Ils oublient. Regards de traverses, paumes tendues, à l'averse des images qui les inondent, sous les pals d'un fanal qui n'existe qu'au croisement de leur cortex, dans les brumes hypophyses. Le temps étiolé, sacrifié à l'ouate oisive, s'éternise dans le cocon vaporeux. Là où tout ce qui ronge et malmène s'oublie, où le plaisir gangrène la faim et pose un bâillon sibyllin à sa bouche désormais close. Agrément de la substance, sacrifient le mouvement et la volonté, oublient le quotidien terrestre. Leur mère nourricière porte désormais le nom de volupté.

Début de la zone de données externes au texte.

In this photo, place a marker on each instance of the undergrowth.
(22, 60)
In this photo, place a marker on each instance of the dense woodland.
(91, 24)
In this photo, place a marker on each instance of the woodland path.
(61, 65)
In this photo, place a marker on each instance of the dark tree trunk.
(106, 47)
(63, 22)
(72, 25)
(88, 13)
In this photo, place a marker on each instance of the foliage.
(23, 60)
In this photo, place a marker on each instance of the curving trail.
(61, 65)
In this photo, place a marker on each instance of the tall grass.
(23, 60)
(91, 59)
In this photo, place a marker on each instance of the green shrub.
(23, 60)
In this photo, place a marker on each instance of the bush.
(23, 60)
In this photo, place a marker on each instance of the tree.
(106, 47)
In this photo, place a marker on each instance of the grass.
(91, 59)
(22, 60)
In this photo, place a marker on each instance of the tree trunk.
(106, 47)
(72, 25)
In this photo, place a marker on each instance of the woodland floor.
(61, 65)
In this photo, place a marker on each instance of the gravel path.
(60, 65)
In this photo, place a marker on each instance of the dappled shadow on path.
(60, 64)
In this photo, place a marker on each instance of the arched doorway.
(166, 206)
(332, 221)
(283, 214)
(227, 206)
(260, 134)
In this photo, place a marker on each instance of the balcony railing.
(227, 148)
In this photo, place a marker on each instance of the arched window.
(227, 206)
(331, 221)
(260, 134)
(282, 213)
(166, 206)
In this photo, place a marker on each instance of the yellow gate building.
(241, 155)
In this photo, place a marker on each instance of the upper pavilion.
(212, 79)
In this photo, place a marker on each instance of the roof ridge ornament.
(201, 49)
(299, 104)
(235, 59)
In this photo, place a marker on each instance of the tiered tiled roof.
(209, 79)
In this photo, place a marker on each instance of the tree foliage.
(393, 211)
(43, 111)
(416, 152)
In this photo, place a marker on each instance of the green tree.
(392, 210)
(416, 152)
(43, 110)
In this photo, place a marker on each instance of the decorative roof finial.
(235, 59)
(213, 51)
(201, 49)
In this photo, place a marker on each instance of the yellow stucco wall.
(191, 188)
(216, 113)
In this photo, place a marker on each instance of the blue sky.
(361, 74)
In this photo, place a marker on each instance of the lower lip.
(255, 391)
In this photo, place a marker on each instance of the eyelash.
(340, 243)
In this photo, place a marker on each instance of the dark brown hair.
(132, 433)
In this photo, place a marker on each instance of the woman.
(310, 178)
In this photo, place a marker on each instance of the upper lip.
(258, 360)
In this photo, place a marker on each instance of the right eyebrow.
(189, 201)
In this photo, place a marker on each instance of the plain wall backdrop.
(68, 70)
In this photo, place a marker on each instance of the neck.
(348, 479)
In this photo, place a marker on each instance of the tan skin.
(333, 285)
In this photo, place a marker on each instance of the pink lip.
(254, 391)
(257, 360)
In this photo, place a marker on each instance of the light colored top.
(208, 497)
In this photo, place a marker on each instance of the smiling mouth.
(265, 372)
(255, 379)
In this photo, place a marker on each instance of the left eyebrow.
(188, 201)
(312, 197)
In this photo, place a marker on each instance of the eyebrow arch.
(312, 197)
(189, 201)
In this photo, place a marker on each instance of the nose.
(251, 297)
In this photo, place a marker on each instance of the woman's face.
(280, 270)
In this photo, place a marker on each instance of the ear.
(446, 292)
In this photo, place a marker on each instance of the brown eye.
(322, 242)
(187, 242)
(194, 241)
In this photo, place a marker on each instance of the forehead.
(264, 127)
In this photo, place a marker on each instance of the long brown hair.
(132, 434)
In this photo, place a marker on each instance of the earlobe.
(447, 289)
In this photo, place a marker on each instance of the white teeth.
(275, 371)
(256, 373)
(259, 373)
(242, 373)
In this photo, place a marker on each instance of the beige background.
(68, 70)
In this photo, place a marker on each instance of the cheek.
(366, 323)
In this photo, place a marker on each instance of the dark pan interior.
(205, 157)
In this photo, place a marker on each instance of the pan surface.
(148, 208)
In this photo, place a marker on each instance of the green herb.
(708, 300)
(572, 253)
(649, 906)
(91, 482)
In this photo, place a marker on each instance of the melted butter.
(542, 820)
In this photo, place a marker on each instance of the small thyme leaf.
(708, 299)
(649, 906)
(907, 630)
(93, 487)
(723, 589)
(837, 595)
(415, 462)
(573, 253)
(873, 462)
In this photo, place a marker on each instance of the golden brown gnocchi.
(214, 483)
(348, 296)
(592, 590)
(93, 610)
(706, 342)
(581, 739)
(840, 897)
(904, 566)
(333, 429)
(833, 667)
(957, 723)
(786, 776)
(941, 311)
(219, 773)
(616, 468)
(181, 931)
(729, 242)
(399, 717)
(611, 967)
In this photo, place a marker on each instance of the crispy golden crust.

Il s'égare encore, renie les autres désirs qui habitaient son corps et ses pensées. L'après à son oreille prends la voie des conduits de volutes, et susurre l'encore dans une langue jusque-là inconnue, goulue qui réclame au supplice. Ses lèvres se gercent en une grimace inerte, qui craquèle et musèle le besoin commun. Jalousent l'iris de l'autre, épanoui et torve, qui voyage encore aérien et chimérique. Les voilages évanescents caressent son visage béat où le duvet broussaille paresseux, une litanie joyeuse qui partage un bout de paysage, travesti le blanc en un rouge vif qui cingle l'air d'éclats irisés. Il lui murmure le vol des colibris et la roue des paons immaculés. Mirages fantômes à fleur d'arômes opiacés.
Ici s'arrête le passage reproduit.